For years, maybe decades, I’d been plagued with a little curse called “cervical polyps.” Wikipedia defines them thus: A cervical polyp is a common benign polyp or tumour on the surface of the cervical canal. They can cause irregular menstrual bleeding (and it did) but often show no symptoms (other than the damned bleeding, of course). Treatment consists of simple removal of the polyp and prognosis is generally good. About 1% of cervical polyps will show neoplastic change which may lead to cancer. They are most common in post-menstrual, pre-menopausal women who have been pregnant.
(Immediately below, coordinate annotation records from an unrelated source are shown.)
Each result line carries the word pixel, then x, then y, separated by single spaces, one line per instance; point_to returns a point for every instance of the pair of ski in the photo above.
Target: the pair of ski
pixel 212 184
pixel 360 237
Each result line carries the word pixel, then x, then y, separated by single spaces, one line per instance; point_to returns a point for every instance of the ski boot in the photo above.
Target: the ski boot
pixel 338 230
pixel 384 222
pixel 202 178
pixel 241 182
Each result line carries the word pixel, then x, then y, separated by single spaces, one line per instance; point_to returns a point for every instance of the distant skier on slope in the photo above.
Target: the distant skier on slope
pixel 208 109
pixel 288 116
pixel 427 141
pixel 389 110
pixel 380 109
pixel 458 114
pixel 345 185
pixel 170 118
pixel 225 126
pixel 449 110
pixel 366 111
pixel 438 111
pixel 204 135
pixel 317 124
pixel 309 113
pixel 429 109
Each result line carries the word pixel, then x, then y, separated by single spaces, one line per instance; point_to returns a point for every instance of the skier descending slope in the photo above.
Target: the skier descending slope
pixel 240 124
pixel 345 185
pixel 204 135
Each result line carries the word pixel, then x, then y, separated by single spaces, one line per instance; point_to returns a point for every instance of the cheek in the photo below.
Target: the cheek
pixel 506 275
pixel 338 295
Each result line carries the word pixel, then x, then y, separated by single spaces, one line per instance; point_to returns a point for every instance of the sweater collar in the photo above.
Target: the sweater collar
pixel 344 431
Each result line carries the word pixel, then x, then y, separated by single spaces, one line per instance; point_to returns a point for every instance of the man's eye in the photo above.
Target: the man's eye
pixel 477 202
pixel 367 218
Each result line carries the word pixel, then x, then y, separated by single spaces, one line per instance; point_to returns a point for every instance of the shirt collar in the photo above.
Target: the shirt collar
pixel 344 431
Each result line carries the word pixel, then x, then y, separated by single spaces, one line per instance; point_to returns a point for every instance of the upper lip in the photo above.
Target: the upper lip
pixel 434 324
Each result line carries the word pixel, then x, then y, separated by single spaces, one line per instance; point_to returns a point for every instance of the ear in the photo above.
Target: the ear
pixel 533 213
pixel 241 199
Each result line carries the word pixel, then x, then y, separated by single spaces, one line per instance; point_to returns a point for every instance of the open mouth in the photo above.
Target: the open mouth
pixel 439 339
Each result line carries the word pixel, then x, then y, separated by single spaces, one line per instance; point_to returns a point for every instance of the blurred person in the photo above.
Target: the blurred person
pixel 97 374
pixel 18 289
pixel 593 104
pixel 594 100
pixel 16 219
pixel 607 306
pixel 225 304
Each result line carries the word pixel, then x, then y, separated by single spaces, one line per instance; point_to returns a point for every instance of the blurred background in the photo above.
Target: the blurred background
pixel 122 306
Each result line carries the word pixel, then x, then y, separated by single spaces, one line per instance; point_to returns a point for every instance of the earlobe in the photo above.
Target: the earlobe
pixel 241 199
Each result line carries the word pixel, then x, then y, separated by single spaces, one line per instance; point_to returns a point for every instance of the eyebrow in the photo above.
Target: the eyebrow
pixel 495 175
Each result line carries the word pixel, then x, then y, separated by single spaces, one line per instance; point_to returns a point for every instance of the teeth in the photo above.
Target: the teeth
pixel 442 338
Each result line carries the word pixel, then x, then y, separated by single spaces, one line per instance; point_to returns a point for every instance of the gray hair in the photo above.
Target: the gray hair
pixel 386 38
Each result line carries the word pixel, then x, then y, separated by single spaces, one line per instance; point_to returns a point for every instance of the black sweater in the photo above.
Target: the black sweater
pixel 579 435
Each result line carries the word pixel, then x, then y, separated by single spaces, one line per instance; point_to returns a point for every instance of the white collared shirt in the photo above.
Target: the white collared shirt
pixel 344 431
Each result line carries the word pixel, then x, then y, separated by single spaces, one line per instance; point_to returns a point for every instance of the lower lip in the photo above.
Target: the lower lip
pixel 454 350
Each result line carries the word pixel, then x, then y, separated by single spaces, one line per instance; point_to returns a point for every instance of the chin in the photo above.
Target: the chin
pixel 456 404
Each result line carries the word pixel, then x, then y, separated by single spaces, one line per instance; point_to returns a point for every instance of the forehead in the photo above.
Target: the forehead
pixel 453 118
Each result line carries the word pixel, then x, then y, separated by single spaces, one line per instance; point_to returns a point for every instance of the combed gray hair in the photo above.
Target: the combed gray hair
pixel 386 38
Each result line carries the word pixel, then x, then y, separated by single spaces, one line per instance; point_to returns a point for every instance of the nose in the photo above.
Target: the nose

Well, I should have been too old, and I was childless besides(I forgot to have children). But the damned things kept coming back. And back. And back again. And then one day, just like Jessup, they changed. And when I had them evicted, they contained cancer cells. Hysterectomy, the doctor said. Fine, I said. March 19, he countered. Nope. Can’t do it, I replied.
He responded with incredulity, understandably. Why not, he said. I’m making a movie, I answered. He shook his head and sighed. What are you doing the 23rd, he asked.
Evicting this bastard, I said. Wanna help?
And so he did, and we did and I got to wait until I could shoot my little part in the little movie, and all was right with the world. For about 2 weeks. But all during those two weeks, a little bug was growing, way back in the back of the incision. Either someone nicked an intestine and let it loose, or it just fell out of the hospital air. But it survived, and grew. And about mid-April it came to get me.